April 22, 2014 Leave a comment
This is the best action movie of the past decade. Probably even better than a decade – maybe the last 15 years? When was the last time a really great action movie came out (The Matrix in 1999?). It doesn’t really matter. You can use any time frame, because The Raid 2 is one of the best action movies of all time.
The dynamic duo (director Gareth Evans and star Iko Uwais) gave a much-needed shot of adrenaline to the action genre when they released The Raid: Redemption in 2011. That movie was an hour-and-a-half long action sequence as Uwais kick-punched his way through innumerable floors of baddies before finally reaching the top floor, where naturally the
video-game final stage boss antagonist resides. It revitalized martial arts films and instantly became an action cult classic, and the best part? – it was basically just a Kickstarter pitch video to make The Raid 2.
The Raid 2 was written before The Raid: Redemption. My understanding is that there was no intention to create a franchise. The Raid 2 – then simply called Berandal – was an ambitious martial arts epic that would change the face of action cinema as we know it – and that absolutely no one was interested in financing. So the dynamic duo scraped a bit of cash together, created the most basic action plotline (SWAT team taking on drug dealers) and used it as an excuse to choreograph action scene after action scene to prove that they were the real deal. The Raid: Redemption was a solid movie but the unrelenting action sequences became a bit tedious due to the limitations of the budget and setting (there are only so many times you can watch nameless bad guys get beaten up on different apartment floors). The Raid 2 roundhouse kicks The Raid: Redemption out of the water.
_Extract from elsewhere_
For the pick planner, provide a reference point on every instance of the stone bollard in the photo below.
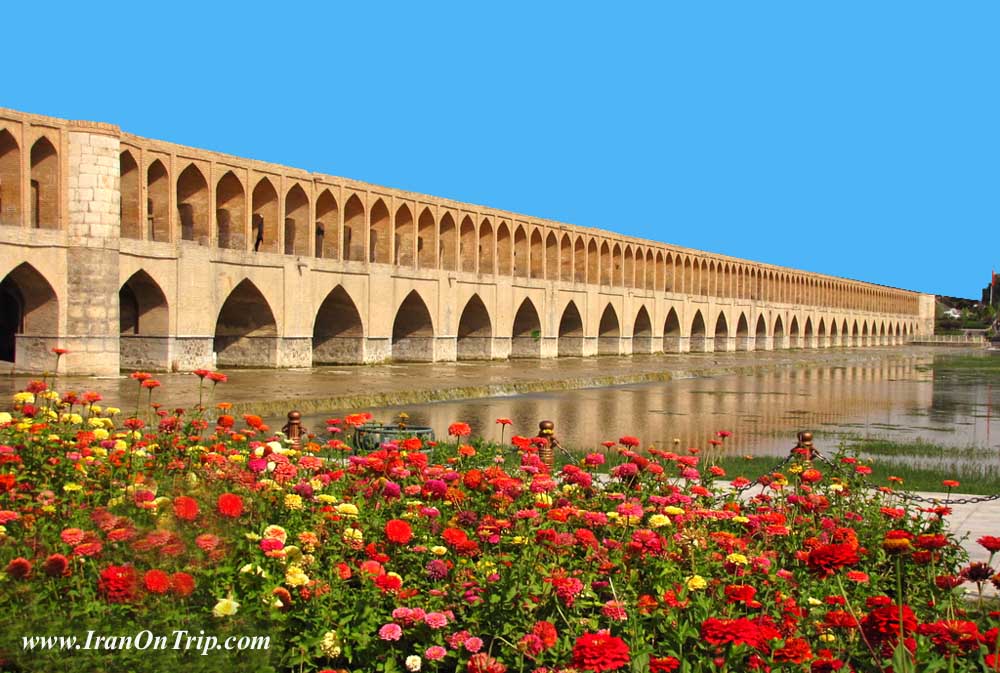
(293, 429)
In The Raid 2, you have fight scenes in: a bathroom stall, a prison courtyard, a nightclub, a restaurant (x2), a kitchen, a drug dealer’s den, a subway, an alleyway, and in the great outdoors. There’s a fantastic car chase and enigmatic antagonists – like a baseball-bat carrying assassin and his deaf female companion who dual-wields hammers (referred to as “Baseball Bat Man” and “Hammer Girl” naturally). The action scenes have some of the best action choreography since…well, The Raid: Redemption, and it’s an absolute joy to watch (that is, if you enjoy buckets of blood and people being viciously murdered – I assume that includes everyone).
Even though it’s early in their careers, I think Gareth Evans and Iko Uwais can be favorably compared to John Woo and Chow Yun-Fat. They are redefining the action film and creating sequences that have never be done before (or at least, presenting it in such a way it’s as if it has never been done before). Watch the action scenes carefully and you’ll notice something unique – each are framed and shot with absolute clarity. In contrast to the Hollywood rapid-style editing where you don’t really know if the good guy hit the bad guy but are pretty sure he did, all the action sequences in The Raid 2 take the time to orient the audience and frequently use longer-than-average shots. It’s something to be really excited about – an action movie where you understand what’s going on. I think it must be nearing a decade since that existed.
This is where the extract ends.